The next major section of the overview page provides details about the cluster we deployed. This includes the status of the cluster, details about it’s infrastructure and where we can manage future operations like upgrades. It also includes the information we need to access the cluster like the cluster API address, the console URL we can use to login, and the credentials to do so, conveniently hidden for security sake.

hosted cluster details
  1. Click the eye icon to review the credentials, it will provide the information for the kubeadmin user and a randomly generated password.

    reveal creds
  2. Click on the copy icon next to the password to save it to the buffer, then click on the Console URL right above that.

    copy password
  3. A new tab will open. You will first be presented with some security certificate prompts, click the Advanced button, and then the link it displays to bypass these warnings.

    browser security
    You may have to do this more than once.
  4. Once you bypass the certificate prompts you will be presented with the login to the OpenShift console. This is where you will use the username kubeadmin and the password that we copied a few moments ago to log in.

    hosted cluster login prompt
  5. You will be presented with the OpenShift console home page, just as if you were logging into any other OpenShift cluster. You can see that the environment was newly provisioned as there are 59 days left on a default self-support trial, and that the infrastructure provider is listed as KubeVirt. You may continue to explore the environment at your leisure. When you are finished, simply close the tab to return to the remaining lab tasks.

    hosted cluster console home
  6. Now that you are back on the hosted cluster overview scroll further down the page to the Status section where you will see a summary describing the number of nodes and applications currently running in the cluster.

    hosted cluster status
  7. Click on the large number above applications, it will bring you to a page that shows all of the apps currently running in the cluster. At this point they are all administrative applications responsible for providing cluster services. You can also use the blue Create application button to configure centralized application deployments from ACM to your hosted cluster fleet using ArgoCD or a subscription model.

    hosted cluster applications
  8. When you are done exploring this page, click the back button on your browser to return to the my-hosted-cluster overview.

Nodes and Node Pools

  1. From the my-hosted-cluster overview page, click on the tab for nodes at the top.

    cluster overview nodes tab
  2. You will be taken to a page that shows the nodes in your node pool, and some basic information about their resources. if you recall we configured two during the deployment. Click on the first cluster node to explore it further.

    cluster overview nodes tab
  3. A new tab will open and bring you to the compute section of your hosted cluster where you can see the node details.

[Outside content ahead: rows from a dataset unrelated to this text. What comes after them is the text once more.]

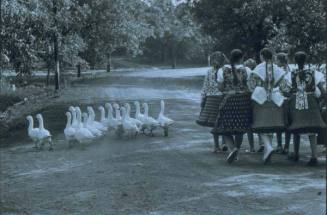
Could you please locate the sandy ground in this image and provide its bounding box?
[0,70,326,215]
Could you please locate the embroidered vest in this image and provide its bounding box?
[223,67,247,91]
[291,69,316,110]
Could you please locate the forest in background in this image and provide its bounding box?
[0,0,327,88]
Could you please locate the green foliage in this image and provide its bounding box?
[192,0,326,61]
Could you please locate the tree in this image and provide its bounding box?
[143,0,210,68]
[82,0,152,71]
[192,0,326,60]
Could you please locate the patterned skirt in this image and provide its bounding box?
[252,101,288,133]
[288,94,326,134]
[212,93,252,135]
[196,95,224,127]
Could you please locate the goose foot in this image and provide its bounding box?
[49,141,53,151]
[164,127,168,137]
[33,141,39,149]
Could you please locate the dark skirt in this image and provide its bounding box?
[212,93,252,135]
[288,94,326,134]
[318,110,327,145]
[196,96,224,127]
[252,101,288,133]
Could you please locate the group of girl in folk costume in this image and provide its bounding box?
[197,48,326,165]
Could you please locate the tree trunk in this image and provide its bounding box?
[77,63,81,78]
[107,53,111,72]
[0,0,3,82]
[46,45,51,86]
[52,0,60,90]
[324,0,327,103]
[171,44,177,69]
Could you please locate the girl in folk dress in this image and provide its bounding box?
[318,64,327,149]
[276,52,291,154]
[249,48,287,163]
[214,49,252,163]
[197,51,228,153]
[287,51,326,165]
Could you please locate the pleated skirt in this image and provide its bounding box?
[196,95,224,127]
[212,93,252,135]
[252,101,288,133]
[288,94,326,134]
[318,110,327,145]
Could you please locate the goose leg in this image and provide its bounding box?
[48,140,53,151]
[40,140,44,149]
[150,128,154,137]
[33,140,39,149]
[164,126,168,137]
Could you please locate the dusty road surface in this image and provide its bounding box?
[0,69,326,215]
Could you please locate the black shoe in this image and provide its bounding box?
[226,149,238,164]
[275,146,283,154]
[222,145,228,152]
[288,152,300,162]
[213,147,221,154]
[282,149,288,155]
[257,146,265,153]
[307,158,318,166]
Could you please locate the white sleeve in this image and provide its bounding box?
[315,71,326,86]
[245,67,252,78]
[284,72,292,86]
[217,68,224,83]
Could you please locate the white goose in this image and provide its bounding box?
[36,114,53,151]
[75,111,95,143]
[125,103,143,129]
[69,106,78,129]
[98,105,109,127]
[26,115,40,148]
[142,102,159,136]
[112,103,121,122]
[134,101,144,122]
[157,100,174,136]
[64,112,76,144]
[105,103,119,130]
[87,106,108,131]
[121,107,140,137]
[112,103,124,137]
[75,107,102,137]
[82,113,103,137]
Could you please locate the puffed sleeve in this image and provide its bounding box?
[217,68,224,83]
[247,73,264,92]
[279,72,292,94]
[201,70,210,98]
[315,71,326,86]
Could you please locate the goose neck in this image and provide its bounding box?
[100,108,105,121]
[108,108,114,119]
[27,118,34,131]
[66,114,71,128]
[72,111,76,123]
[38,117,44,129]
[144,105,149,116]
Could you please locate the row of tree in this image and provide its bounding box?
[0,0,327,88]
[0,0,213,89]
[189,0,327,63]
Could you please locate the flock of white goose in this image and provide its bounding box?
[26,100,174,150]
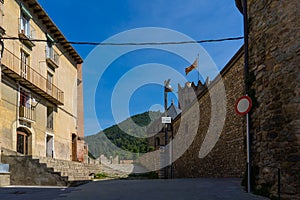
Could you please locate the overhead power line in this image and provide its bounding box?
[1,36,244,46]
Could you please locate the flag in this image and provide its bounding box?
[164,79,173,92]
[185,58,198,75]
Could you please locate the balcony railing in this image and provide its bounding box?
[19,106,36,121]
[46,46,59,68]
[1,48,64,105]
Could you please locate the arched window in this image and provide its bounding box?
[17,128,30,155]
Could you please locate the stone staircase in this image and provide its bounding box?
[0,149,103,186]
[33,157,103,185]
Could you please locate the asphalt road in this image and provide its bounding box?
[0,179,265,200]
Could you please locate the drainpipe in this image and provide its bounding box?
[242,0,251,193]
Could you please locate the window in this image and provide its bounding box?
[21,50,29,79]
[154,137,160,147]
[47,71,53,93]
[46,40,59,68]
[20,12,31,38]
[47,106,53,130]
[17,128,31,155]
[20,88,31,108]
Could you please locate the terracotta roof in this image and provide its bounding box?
[21,0,83,64]
[235,0,243,14]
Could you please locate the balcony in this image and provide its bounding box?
[1,48,64,105]
[46,46,59,68]
[19,106,36,122]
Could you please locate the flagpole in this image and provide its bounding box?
[197,53,200,85]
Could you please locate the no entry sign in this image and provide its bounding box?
[235,96,252,115]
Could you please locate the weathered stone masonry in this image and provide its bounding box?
[173,49,246,178]
[248,0,300,199]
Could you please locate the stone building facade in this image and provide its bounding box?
[173,0,300,199]
[0,0,87,161]
[173,48,246,178]
[237,0,300,199]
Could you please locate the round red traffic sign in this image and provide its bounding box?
[235,96,252,115]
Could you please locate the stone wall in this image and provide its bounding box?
[173,49,246,178]
[248,0,300,199]
[1,149,68,186]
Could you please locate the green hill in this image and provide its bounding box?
[85,111,161,159]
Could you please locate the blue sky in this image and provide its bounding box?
[39,0,243,135]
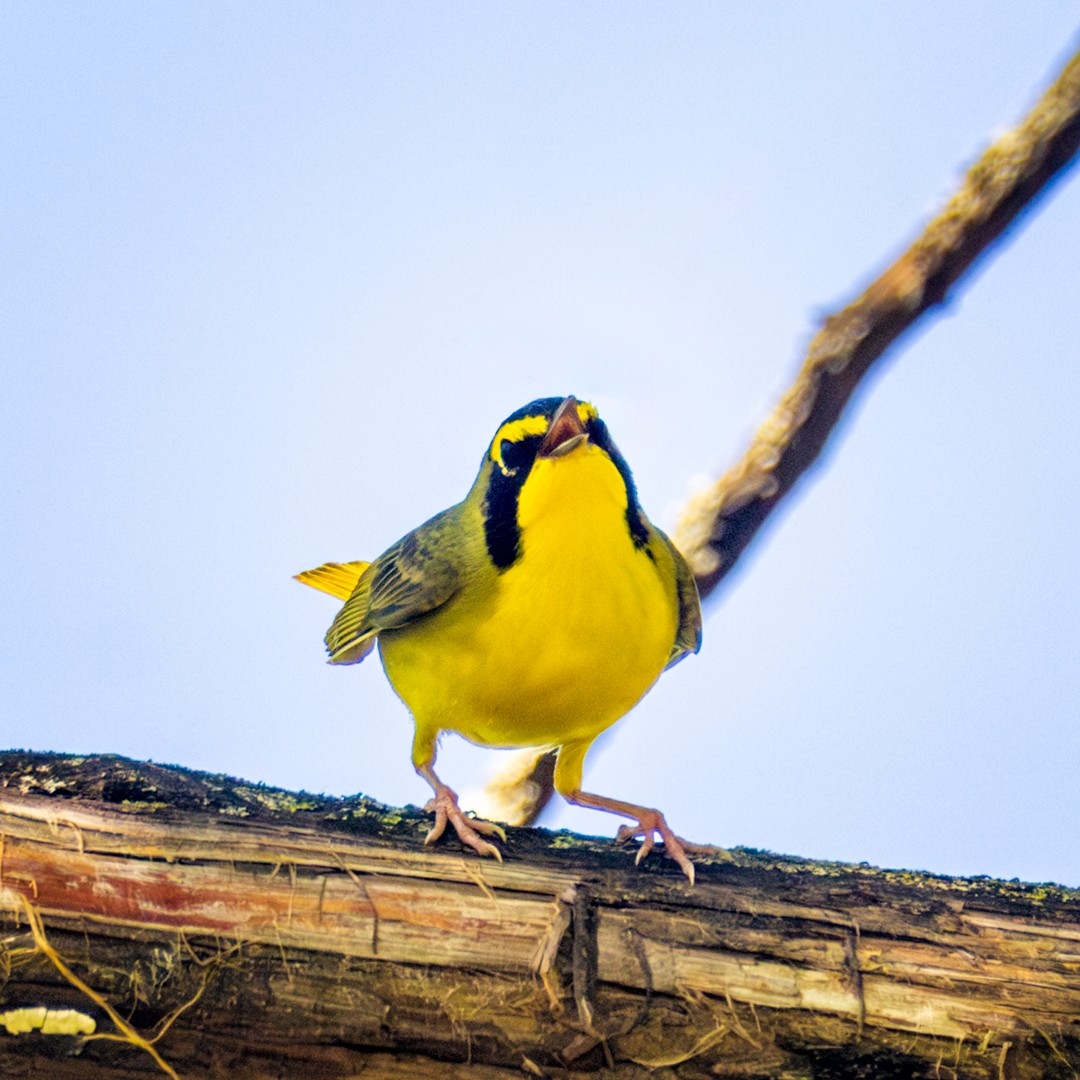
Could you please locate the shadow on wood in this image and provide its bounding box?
[0,753,1080,1080]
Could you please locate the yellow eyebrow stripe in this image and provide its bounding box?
[491,402,598,475]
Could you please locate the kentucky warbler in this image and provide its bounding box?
[297,397,701,881]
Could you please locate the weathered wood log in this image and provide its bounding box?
[0,753,1080,1080]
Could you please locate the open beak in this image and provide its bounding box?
[537,395,589,458]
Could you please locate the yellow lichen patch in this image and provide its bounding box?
[0,1005,97,1035]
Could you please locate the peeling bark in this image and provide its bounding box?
[0,753,1080,1080]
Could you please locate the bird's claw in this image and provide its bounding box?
[615,810,727,885]
[423,787,507,863]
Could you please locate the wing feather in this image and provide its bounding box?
[326,507,465,664]
[657,529,701,670]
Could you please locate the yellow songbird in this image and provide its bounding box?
[297,397,712,881]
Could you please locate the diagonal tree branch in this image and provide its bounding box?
[675,44,1080,597]
[483,44,1080,824]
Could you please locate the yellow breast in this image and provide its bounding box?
[379,443,678,746]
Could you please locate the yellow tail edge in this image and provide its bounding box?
[293,563,372,600]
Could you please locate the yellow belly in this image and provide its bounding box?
[379,442,678,746]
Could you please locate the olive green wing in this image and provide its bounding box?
[657,529,701,671]
[326,507,468,664]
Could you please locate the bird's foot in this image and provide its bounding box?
[423,784,507,863]
[615,807,728,885]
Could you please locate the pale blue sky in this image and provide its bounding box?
[0,6,1080,886]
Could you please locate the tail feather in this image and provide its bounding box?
[294,563,372,600]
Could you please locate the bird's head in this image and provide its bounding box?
[477,395,649,570]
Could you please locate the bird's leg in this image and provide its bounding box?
[413,727,507,863]
[554,740,726,885]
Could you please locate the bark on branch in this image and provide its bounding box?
[484,42,1080,825]
[0,753,1080,1080]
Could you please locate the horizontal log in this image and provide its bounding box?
[0,754,1080,1078]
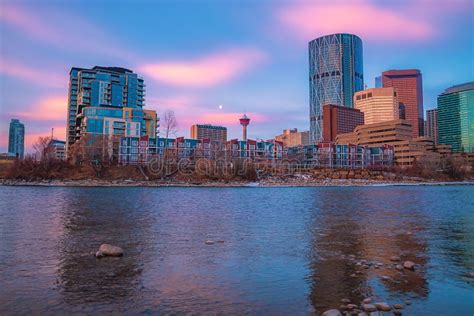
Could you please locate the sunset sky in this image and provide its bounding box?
[0,0,474,152]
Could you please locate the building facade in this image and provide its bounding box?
[336,120,451,167]
[323,104,364,142]
[438,82,474,153]
[66,66,158,157]
[354,88,400,124]
[382,69,424,137]
[50,139,66,160]
[336,120,413,147]
[8,119,25,158]
[275,128,310,147]
[191,124,227,143]
[425,109,438,145]
[309,34,364,143]
[375,76,383,88]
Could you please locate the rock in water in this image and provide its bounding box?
[374,302,392,312]
[464,272,474,278]
[403,261,415,270]
[95,244,123,258]
[321,309,342,316]
[362,304,377,312]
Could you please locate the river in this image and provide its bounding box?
[0,185,474,315]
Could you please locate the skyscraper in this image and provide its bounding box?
[66,66,157,156]
[239,114,250,141]
[425,109,438,145]
[8,119,25,158]
[309,33,364,143]
[354,88,400,124]
[375,76,383,88]
[438,81,474,152]
[382,69,424,137]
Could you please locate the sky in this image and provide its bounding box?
[0,0,474,152]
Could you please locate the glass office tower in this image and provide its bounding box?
[438,81,474,153]
[8,119,25,158]
[309,33,364,143]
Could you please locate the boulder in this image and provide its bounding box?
[464,272,474,278]
[374,302,392,312]
[362,304,377,313]
[321,309,342,316]
[403,261,415,270]
[347,304,357,310]
[95,244,123,258]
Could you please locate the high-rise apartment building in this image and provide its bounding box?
[425,109,438,145]
[191,124,227,143]
[354,88,400,124]
[309,34,364,143]
[375,76,383,88]
[66,66,157,152]
[438,82,474,152]
[275,128,310,147]
[382,69,424,137]
[323,104,364,142]
[8,119,25,158]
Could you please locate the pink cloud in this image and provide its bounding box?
[0,5,136,60]
[139,49,266,87]
[12,95,67,124]
[0,56,68,89]
[277,0,434,41]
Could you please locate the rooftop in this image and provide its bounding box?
[441,81,474,95]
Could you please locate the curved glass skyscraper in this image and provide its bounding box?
[308,33,364,143]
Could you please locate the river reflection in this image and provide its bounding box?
[310,188,434,311]
[0,186,474,315]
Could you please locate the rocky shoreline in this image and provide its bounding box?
[0,175,474,187]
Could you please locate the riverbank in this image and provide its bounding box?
[0,176,474,188]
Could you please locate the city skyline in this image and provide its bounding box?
[0,0,474,152]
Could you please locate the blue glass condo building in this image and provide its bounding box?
[308,33,364,143]
[66,66,157,156]
[8,119,25,158]
[438,82,474,153]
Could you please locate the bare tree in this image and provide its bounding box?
[33,137,53,162]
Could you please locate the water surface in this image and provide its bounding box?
[0,186,474,315]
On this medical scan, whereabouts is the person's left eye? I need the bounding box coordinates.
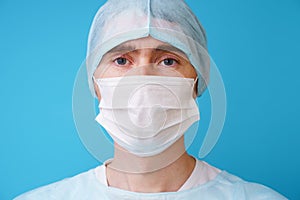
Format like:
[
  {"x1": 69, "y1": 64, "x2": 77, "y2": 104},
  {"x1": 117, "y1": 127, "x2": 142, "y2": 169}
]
[{"x1": 161, "y1": 58, "x2": 178, "y2": 67}]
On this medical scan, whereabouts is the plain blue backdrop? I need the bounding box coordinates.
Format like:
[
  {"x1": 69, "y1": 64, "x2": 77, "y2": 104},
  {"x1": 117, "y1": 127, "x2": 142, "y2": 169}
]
[{"x1": 0, "y1": 0, "x2": 300, "y2": 200}]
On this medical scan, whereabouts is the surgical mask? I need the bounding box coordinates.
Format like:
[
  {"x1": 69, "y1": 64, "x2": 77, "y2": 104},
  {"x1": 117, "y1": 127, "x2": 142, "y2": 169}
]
[{"x1": 94, "y1": 76, "x2": 200, "y2": 157}]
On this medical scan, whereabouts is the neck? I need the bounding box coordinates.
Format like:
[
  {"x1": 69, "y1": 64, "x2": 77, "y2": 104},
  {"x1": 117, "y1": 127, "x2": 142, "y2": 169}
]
[{"x1": 106, "y1": 137, "x2": 195, "y2": 193}]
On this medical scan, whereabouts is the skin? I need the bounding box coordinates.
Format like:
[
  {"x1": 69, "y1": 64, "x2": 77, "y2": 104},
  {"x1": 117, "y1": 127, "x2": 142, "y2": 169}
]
[{"x1": 94, "y1": 37, "x2": 197, "y2": 193}]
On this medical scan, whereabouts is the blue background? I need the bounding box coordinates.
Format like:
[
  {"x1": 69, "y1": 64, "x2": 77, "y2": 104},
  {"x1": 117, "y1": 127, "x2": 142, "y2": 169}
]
[{"x1": 0, "y1": 0, "x2": 300, "y2": 200}]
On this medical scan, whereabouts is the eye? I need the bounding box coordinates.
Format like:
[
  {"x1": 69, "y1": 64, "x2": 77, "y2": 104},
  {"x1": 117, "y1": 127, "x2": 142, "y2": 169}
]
[
  {"x1": 114, "y1": 57, "x2": 129, "y2": 65},
  {"x1": 161, "y1": 58, "x2": 178, "y2": 67}
]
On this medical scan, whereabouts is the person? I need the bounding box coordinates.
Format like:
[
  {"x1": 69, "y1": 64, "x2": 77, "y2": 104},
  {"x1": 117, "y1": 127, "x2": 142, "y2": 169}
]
[{"x1": 16, "y1": 0, "x2": 286, "y2": 200}]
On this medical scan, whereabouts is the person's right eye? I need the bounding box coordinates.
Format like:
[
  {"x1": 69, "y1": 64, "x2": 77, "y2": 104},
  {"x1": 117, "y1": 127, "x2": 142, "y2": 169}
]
[{"x1": 114, "y1": 57, "x2": 129, "y2": 66}]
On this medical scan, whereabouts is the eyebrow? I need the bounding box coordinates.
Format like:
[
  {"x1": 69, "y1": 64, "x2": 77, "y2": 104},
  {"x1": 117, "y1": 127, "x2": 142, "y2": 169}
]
[{"x1": 106, "y1": 44, "x2": 186, "y2": 56}]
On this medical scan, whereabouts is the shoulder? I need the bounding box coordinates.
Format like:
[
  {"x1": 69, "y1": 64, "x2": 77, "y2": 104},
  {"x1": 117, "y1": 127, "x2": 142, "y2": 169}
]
[
  {"x1": 217, "y1": 171, "x2": 286, "y2": 200},
  {"x1": 14, "y1": 169, "x2": 102, "y2": 200}
]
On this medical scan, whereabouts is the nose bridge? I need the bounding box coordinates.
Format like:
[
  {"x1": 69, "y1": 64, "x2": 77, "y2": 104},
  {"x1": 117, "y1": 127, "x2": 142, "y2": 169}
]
[{"x1": 136, "y1": 48, "x2": 155, "y2": 75}]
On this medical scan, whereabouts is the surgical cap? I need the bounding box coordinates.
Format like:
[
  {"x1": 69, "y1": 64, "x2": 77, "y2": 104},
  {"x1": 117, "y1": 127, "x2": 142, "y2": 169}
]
[{"x1": 86, "y1": 0, "x2": 210, "y2": 96}]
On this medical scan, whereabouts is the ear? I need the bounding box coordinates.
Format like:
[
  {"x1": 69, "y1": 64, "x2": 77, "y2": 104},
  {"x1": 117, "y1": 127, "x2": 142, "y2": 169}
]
[
  {"x1": 93, "y1": 80, "x2": 101, "y2": 102},
  {"x1": 193, "y1": 78, "x2": 199, "y2": 99}
]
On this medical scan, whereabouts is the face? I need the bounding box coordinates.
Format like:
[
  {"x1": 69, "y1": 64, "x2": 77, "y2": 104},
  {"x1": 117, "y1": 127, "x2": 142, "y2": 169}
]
[{"x1": 94, "y1": 37, "x2": 197, "y2": 100}]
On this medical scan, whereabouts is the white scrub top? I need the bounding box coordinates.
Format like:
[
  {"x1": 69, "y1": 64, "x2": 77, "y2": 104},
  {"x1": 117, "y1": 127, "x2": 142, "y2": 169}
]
[{"x1": 15, "y1": 161, "x2": 286, "y2": 200}]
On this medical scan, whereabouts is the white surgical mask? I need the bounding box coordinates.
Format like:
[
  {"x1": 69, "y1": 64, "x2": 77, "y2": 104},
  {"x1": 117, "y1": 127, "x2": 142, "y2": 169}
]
[{"x1": 95, "y1": 76, "x2": 200, "y2": 157}]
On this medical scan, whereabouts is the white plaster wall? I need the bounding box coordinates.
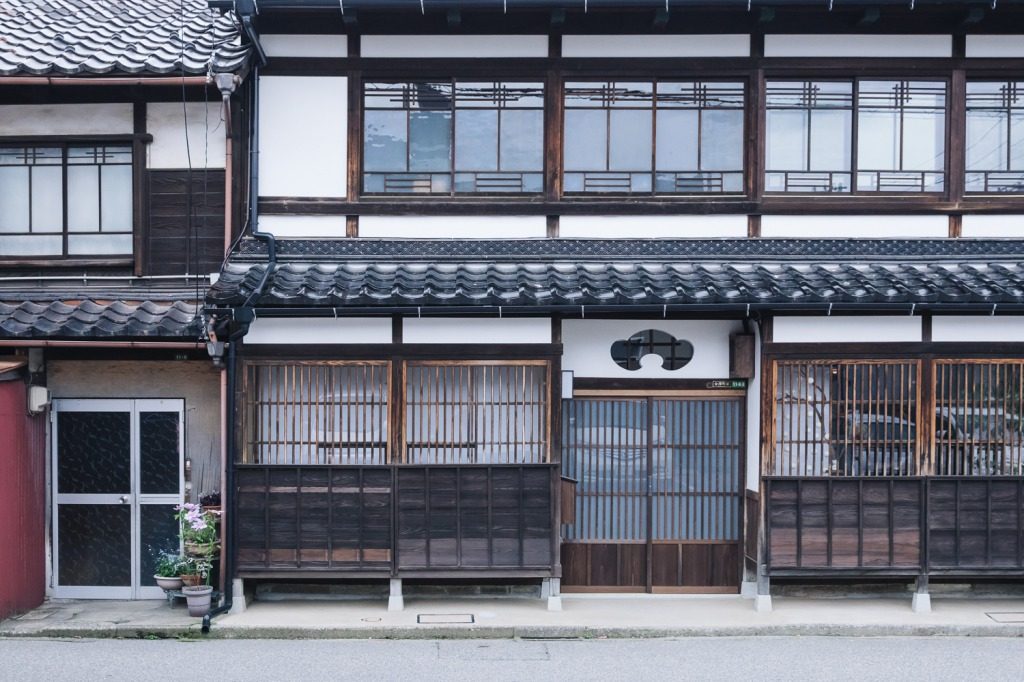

    hosted cluster node details
  4. Close this tab and return to the my-hosted-cluster overview page. If you scroll about halfway down the page you can see the place where we explored the Control plane pods earlier, and the Cluster node pools section. Click on the three-dot menu on the right, and select the option for Manage node pool.

    manage cluster nodepools
  5. You will be prompted with a pop-up window to Manage node pool where you can manually scale the node pool to more than 2 nodes. Close this window when you are done viewing it.

    scale up nodepool
Do not scale the cluster at this time! We will work with node pools later in the lab.

Summary

In this module of our lab we have deployed a hosted OpenShift cluster on OpenShift by using Hosted Control Planes. We explored the pods that make up the control plane, and the virtual machines that make up the worker node pool.